Такое невинное словечко «разбор» окатило Кота словно из полного ушата ледяной воды. Потому что означало оно придется не раз, и не два пережить всю операцию, уже дома, на базе. В мельчайших подробностях, с едкими комментариями от товарищей и пистонами от командира. Как заявлял не раз тот же Ворон, штатный юморист группы, легче было раз десять выполнить само задание, чем один раз потом вляпаться на разборе.
Взгляд тем временем так и не отрывался от луча. Потому, наверное, Олег успел отметить какое-то изменение внутри него. А точнее длинную темную тень, скользнувшую сверху вниз. Как понял Кот, с той самой скоростью, с какой туда же изливалась сама эта непонятная субстанция зеленого цвета. Скользнула, и пропала словно втянулась в здание. Теперь Олег не отрывал взгляда от луча. И дождался еще одна тень, в которой он определил человеческую фигуру, растянувшуюся так, словно ее тянули за руки и ноги, как резиновую, возникла от той плоскости, с которой начинался луч, и исчезла, втянулась в крышу департамента.
Это Олег и собирался доложить командиру, когда внизу, и чуть левей открылась дверь. И на широкий приступок вышел человек, мужчина лет пятидесяти, увидев которого Кот едва опять не сделал пару роковых шагов. Потому что лицо неизвестного было очень даже знакомо Коту. Единственное, что осталось от прошлого, и что иногда приходило во сне лицо его отца, Георгия Котова; чуть постаревшего, но такого родного. Незнакомец не стал спускаться вниз, во дворик; обвел взглядом редкую цепь бойцов группы, и медленно перевел его наверх, к фигуре Котова, торчавшей. на краю крыши. И определенно сам едва удержался, чтобы не рвануть вперед, к гаражу, и наверх, к Олегу. Но удержался; только состроил на лице гримасу глубочайшего изумления, и прошептал что-то себе под нос.

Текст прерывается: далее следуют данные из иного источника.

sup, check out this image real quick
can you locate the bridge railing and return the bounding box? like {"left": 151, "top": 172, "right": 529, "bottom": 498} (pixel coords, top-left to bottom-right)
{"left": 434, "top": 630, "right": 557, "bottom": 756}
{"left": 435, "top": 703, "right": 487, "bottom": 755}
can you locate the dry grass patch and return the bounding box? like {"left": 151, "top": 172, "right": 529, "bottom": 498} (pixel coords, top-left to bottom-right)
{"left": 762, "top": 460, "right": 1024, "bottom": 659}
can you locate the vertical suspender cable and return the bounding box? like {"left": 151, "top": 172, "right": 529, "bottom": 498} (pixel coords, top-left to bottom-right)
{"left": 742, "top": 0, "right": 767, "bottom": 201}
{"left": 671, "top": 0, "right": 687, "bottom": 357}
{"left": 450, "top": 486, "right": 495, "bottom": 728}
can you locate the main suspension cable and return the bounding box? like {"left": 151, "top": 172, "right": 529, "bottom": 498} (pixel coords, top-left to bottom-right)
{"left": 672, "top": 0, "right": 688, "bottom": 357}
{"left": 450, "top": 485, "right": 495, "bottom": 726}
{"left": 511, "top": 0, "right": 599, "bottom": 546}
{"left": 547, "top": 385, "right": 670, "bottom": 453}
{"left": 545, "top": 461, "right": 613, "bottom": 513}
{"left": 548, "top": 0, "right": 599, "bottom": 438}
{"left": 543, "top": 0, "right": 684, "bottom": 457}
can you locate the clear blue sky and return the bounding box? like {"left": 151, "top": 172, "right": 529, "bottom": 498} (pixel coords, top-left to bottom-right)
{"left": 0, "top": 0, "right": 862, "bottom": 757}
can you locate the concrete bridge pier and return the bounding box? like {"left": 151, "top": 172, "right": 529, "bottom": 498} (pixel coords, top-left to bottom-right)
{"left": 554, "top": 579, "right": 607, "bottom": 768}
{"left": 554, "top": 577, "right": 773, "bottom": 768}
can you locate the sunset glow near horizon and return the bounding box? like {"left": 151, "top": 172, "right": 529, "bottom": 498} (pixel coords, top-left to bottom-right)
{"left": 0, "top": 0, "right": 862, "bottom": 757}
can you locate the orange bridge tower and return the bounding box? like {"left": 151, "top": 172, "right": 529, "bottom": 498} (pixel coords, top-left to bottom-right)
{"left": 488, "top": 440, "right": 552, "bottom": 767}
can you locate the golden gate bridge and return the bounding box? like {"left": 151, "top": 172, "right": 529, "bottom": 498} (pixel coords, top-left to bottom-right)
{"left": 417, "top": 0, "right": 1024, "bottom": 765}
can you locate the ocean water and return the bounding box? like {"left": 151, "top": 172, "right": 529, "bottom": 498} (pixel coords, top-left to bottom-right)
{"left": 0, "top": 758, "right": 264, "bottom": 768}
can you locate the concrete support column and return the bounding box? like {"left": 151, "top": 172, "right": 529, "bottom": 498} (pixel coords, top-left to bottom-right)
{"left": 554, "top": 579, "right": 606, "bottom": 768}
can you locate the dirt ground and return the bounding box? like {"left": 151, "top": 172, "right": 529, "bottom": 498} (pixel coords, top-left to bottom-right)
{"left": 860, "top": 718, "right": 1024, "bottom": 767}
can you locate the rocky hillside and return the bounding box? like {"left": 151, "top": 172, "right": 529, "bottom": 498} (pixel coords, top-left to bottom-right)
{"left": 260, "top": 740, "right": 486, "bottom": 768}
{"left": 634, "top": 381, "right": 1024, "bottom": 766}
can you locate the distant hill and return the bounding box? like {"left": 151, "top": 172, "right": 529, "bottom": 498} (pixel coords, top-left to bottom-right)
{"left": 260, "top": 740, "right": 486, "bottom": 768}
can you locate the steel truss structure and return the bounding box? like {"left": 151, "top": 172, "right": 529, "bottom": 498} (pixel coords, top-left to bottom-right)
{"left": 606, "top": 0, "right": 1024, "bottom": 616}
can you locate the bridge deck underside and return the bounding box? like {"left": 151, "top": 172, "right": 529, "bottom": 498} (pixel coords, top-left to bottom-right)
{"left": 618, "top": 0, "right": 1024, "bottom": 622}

Котова, как и всех остальных спецназеров, учили читать по губам. И сейчас он был готов поклясться на чем угодно незнакомец произнес именно его имя. А потом окружающий мир содрогнулся словно не вынес этой вот встречи. И прежде всего дернулся луч. Будто невидимый музыкант слегка дотронулся до зеленой струны, и она басовито загудела. Нет акустического звука не было, но Олег был готов поклясться, что луч сейчас простонал, пожаловался на этот щипок. И почти сразу последовал еще один, сильнее и страшнее. Страшно стало Олегу от осознания того, что «струна» не выдержит, и случится что-то неповторимое; что мир перевернется, и он не сможет встретиться с человеком, в котором готов был признать отца.